Lana tak menjawab dan beringsut ke meja kasir. Tanpa terduga di sana sudah ada Sora, juga beberapa temannya. Berdiri sambil bersedekap tangan, menampilkan muka mengejek.

“Wah, liat siapa yang berhasil bawa Hara ke sini … Lana. Kerja bagus.”

“Kalian, apa yang terjadi?” tanya Hara tidak mengerti. Apalagi saat Lana ikut bergabung bersama si biang kerok Sora. “Na, kamu?”

Raut muka Hara keruh dengan rahang mengeras. Sementara, Lana hanya tertunduk tak bersuara. Membiarkan Hara sendiri menghadapi usikan Sora.

“Well, Hara santai aja. Lo belanja juga, masih sanggup bayar? Gue denger kalo keluarga lo lagi butuh duit?” sindir Sora sambil mendekat ke arah Lana, “bener nggak, Na?”
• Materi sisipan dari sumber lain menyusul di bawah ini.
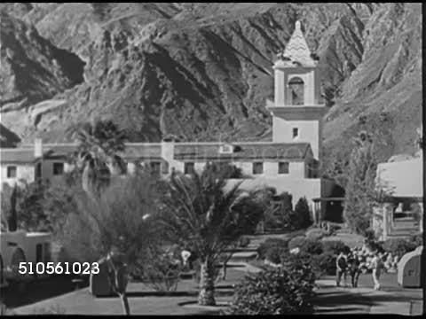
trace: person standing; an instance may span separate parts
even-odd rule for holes
[[[373,260],[371,261],[373,282],[375,283],[375,290],[380,290],[380,275],[382,268],[383,268],[383,261],[382,256],[377,252],[375,253]]]
[[[343,276],[343,284],[346,286],[346,271],[347,271],[347,261],[346,256],[343,252],[340,252],[337,259],[335,260],[335,285],[340,287],[340,281],[342,280],[342,276]]]
[[[357,288],[358,286],[358,278],[359,277],[360,268],[360,260],[357,254],[352,254],[348,259],[349,264],[349,272],[351,275],[352,288]]]

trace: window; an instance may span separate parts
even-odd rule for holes
[[[53,163],[53,175],[59,175],[64,174],[64,163]]]
[[[16,167],[7,167],[7,178],[16,177]]]
[[[164,161],[162,163],[162,173],[169,174],[169,162]]]
[[[223,154],[232,154],[233,152],[233,146],[231,144],[223,144],[219,148],[219,152]]]
[[[304,82],[299,77],[294,77],[288,82],[292,105],[304,105]]]
[[[297,137],[297,136],[299,136],[299,128],[293,128],[292,132],[293,132],[293,138],[296,138],[296,137]]]
[[[194,164],[191,162],[185,163],[184,173],[193,174],[194,172]]]
[[[44,243],[44,262],[49,262],[51,261],[51,244],[50,243]]]
[[[288,162],[278,163],[278,174],[288,174],[289,164]]]
[[[36,245],[36,262],[43,262],[43,245]]]
[[[253,163],[253,174],[264,174],[264,163]]]
[[[151,162],[151,163],[149,163],[151,172],[155,173],[155,174],[160,174],[161,166],[162,166],[162,163],[160,163],[160,162]]]

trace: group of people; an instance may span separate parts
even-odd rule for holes
[[[343,249],[336,259],[336,286],[340,286],[342,277],[347,286],[346,277],[351,276],[351,285],[358,286],[358,279],[361,273],[371,271],[375,290],[380,290],[380,276],[383,271],[397,272],[398,255],[390,253],[371,251],[364,245],[362,248]]]

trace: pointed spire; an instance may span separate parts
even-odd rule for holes
[[[295,31],[288,43],[287,43],[284,57],[289,58],[293,63],[300,63],[303,66],[315,66],[317,65],[304,39],[300,21],[296,21]]]

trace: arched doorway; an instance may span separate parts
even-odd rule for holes
[[[12,268],[12,275],[13,278],[17,278],[20,276],[20,274],[18,272],[20,268],[20,263],[25,262],[27,258],[25,257],[24,251],[21,248],[16,248],[12,255],[11,259],[11,268]]]
[[[292,105],[304,105],[304,82],[300,77],[293,77],[288,82],[290,104]]]

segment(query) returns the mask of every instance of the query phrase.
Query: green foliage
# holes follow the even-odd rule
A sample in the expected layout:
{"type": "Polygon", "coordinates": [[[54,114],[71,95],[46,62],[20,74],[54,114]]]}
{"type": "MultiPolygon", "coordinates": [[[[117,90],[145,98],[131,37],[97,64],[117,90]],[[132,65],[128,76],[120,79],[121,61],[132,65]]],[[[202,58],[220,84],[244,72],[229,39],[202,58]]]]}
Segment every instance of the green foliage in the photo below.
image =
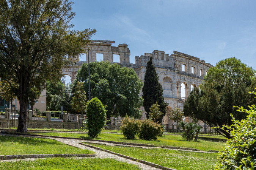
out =
{"type": "Polygon", "coordinates": [[[168,104],[164,102],[163,97],[163,88],[158,82],[158,76],[155,71],[155,66],[153,65],[152,57],[150,57],[148,62],[144,83],[142,88],[142,97],[144,100],[143,106],[146,112],[146,116],[149,118],[150,107],[157,102],[160,105],[160,111],[163,114],[159,119],[156,119],[156,122],[161,122],[163,116],[166,113],[166,107],[168,104]]]}
{"type": "Polygon", "coordinates": [[[39,110],[39,109],[36,108],[35,109],[35,111],[36,111],[36,115],[37,116],[40,116],[40,111],[39,110]]]}
{"type": "Polygon", "coordinates": [[[71,100],[71,84],[65,85],[59,81],[55,83],[46,82],[46,105],[50,110],[60,110],[61,106],[63,110],[70,111],[71,100]]]}
{"type": "Polygon", "coordinates": [[[176,122],[177,125],[179,122],[182,121],[183,118],[183,112],[181,110],[180,108],[175,107],[171,112],[170,119],[176,122]]]}
{"type": "Polygon", "coordinates": [[[161,117],[163,117],[163,113],[159,111],[160,109],[159,107],[160,107],[160,105],[158,104],[157,102],[156,103],[151,106],[149,108],[148,117],[155,122],[156,122],[156,121],[160,119],[161,117]]]}
{"type": "Polygon", "coordinates": [[[139,123],[134,118],[127,117],[122,121],[120,128],[125,138],[133,139],[139,133],[139,123]]]}
{"type": "Polygon", "coordinates": [[[72,29],[75,13],[68,0],[0,1],[0,77],[19,85],[17,131],[27,131],[27,106],[47,80],[62,76],[69,57],[85,52],[94,29],[72,29]]]}
{"type": "MultiPolygon", "coordinates": [[[[254,91],[251,93],[256,95],[254,91]]],[[[256,107],[252,105],[249,108],[237,110],[247,114],[245,119],[239,121],[231,114],[232,124],[225,127],[232,138],[220,153],[216,169],[256,169],[256,107]]]]}
{"type": "Polygon", "coordinates": [[[105,107],[97,97],[88,102],[86,116],[88,135],[90,137],[97,137],[106,124],[105,107]]]}
{"type": "MultiPolygon", "coordinates": [[[[142,83],[134,70],[117,64],[100,62],[90,63],[91,94],[107,106],[107,115],[140,118],[143,99],[140,97],[142,83]]],[[[88,91],[88,64],[84,63],[74,82],[85,82],[84,90],[88,91]]]]}
{"type": "Polygon", "coordinates": [[[9,83],[7,81],[0,81],[0,97],[7,101],[12,102],[17,99],[15,96],[15,91],[19,88],[17,83],[9,83]]]}
{"type": "Polygon", "coordinates": [[[82,115],[86,111],[86,93],[83,90],[83,82],[77,82],[71,101],[72,108],[76,113],[82,115]]]}
{"type": "Polygon", "coordinates": [[[233,106],[247,108],[256,102],[245,93],[256,87],[256,73],[235,57],[220,61],[209,69],[201,90],[195,89],[185,100],[184,115],[201,120],[211,127],[220,127],[215,130],[230,138],[228,131],[221,127],[232,124],[230,113],[237,120],[245,118],[246,114],[237,111],[233,106]]]}
{"type": "Polygon", "coordinates": [[[140,122],[139,138],[144,140],[156,140],[164,132],[163,127],[150,119],[141,121],[140,122]]]}
{"type": "Polygon", "coordinates": [[[183,130],[182,137],[187,141],[191,141],[195,138],[195,141],[197,141],[198,134],[203,130],[200,126],[194,123],[187,123],[182,121],[180,126],[183,130]]]}

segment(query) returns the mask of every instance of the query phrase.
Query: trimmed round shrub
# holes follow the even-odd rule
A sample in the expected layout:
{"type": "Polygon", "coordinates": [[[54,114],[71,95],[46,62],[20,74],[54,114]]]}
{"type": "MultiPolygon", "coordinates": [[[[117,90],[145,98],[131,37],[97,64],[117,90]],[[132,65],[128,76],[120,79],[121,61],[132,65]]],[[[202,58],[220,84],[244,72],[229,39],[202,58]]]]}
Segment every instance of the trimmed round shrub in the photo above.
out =
{"type": "Polygon", "coordinates": [[[88,135],[95,138],[99,134],[106,124],[106,110],[101,100],[94,98],[87,104],[87,127],[88,135]]]}
{"type": "Polygon", "coordinates": [[[122,121],[120,129],[125,138],[132,139],[138,133],[140,127],[138,122],[134,118],[127,117],[122,121]]]}
{"type": "Polygon", "coordinates": [[[150,119],[144,120],[140,123],[139,138],[145,140],[156,140],[161,136],[164,130],[161,125],[150,119]]]}
{"type": "Polygon", "coordinates": [[[232,117],[229,128],[232,138],[220,153],[216,169],[256,169],[256,107],[249,108],[237,110],[249,114],[246,119],[239,121],[232,117]]]}

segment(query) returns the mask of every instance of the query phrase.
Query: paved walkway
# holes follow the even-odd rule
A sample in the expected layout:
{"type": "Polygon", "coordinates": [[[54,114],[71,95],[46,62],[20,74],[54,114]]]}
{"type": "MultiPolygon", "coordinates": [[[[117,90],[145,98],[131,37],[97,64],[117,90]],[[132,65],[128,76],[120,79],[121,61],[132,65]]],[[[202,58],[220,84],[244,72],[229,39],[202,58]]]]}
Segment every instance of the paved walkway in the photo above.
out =
{"type": "MultiPolygon", "coordinates": [[[[0,133],[0,135],[3,136],[19,136],[20,135],[13,135],[13,134],[3,134],[2,133],[0,133]]],[[[30,136],[24,136],[24,137],[36,137],[38,138],[38,137],[31,137],[30,136]]],[[[129,164],[133,164],[136,165],[138,166],[139,167],[142,168],[143,170],[159,170],[160,169],[154,168],[151,166],[149,166],[144,164],[142,164],[141,163],[138,162],[136,161],[131,160],[127,159],[121,157],[121,156],[116,155],[114,154],[112,154],[111,153],[106,152],[104,151],[100,151],[97,150],[96,149],[90,148],[90,147],[86,147],[83,145],[80,145],[79,144],[79,142],[86,142],[85,140],[78,140],[78,139],[61,139],[61,138],[48,138],[48,137],[39,137],[40,138],[47,138],[47,139],[52,139],[56,140],[58,141],[61,142],[62,143],[69,145],[71,146],[74,146],[75,147],[78,147],[82,149],[87,149],[92,151],[96,153],[96,156],[94,158],[111,158],[114,159],[116,159],[118,161],[124,162],[125,162],[128,163],[129,164]]],[[[86,159],[90,159],[90,158],[86,158],[86,159]]],[[[33,160],[35,159],[24,159],[22,160],[33,160]]],[[[4,160],[2,161],[17,161],[16,160],[4,160]]]]}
“Kamu!?" Hara menggeram kesal karena anggukan Lana.

Ia benar-benar ditipu oleh temannya sendiri. Padahal, Hara tak pernah berpikir bahwa Lana akan membeberkan rahasia keluarganya yang sedang terpuruk. Lalu, dengan gamblang Lana berkhianat begitu mudah. Sejak saat itu, Hara tak mudah percaya pada siapa pun. Hatinya tertutup dan mati rasa.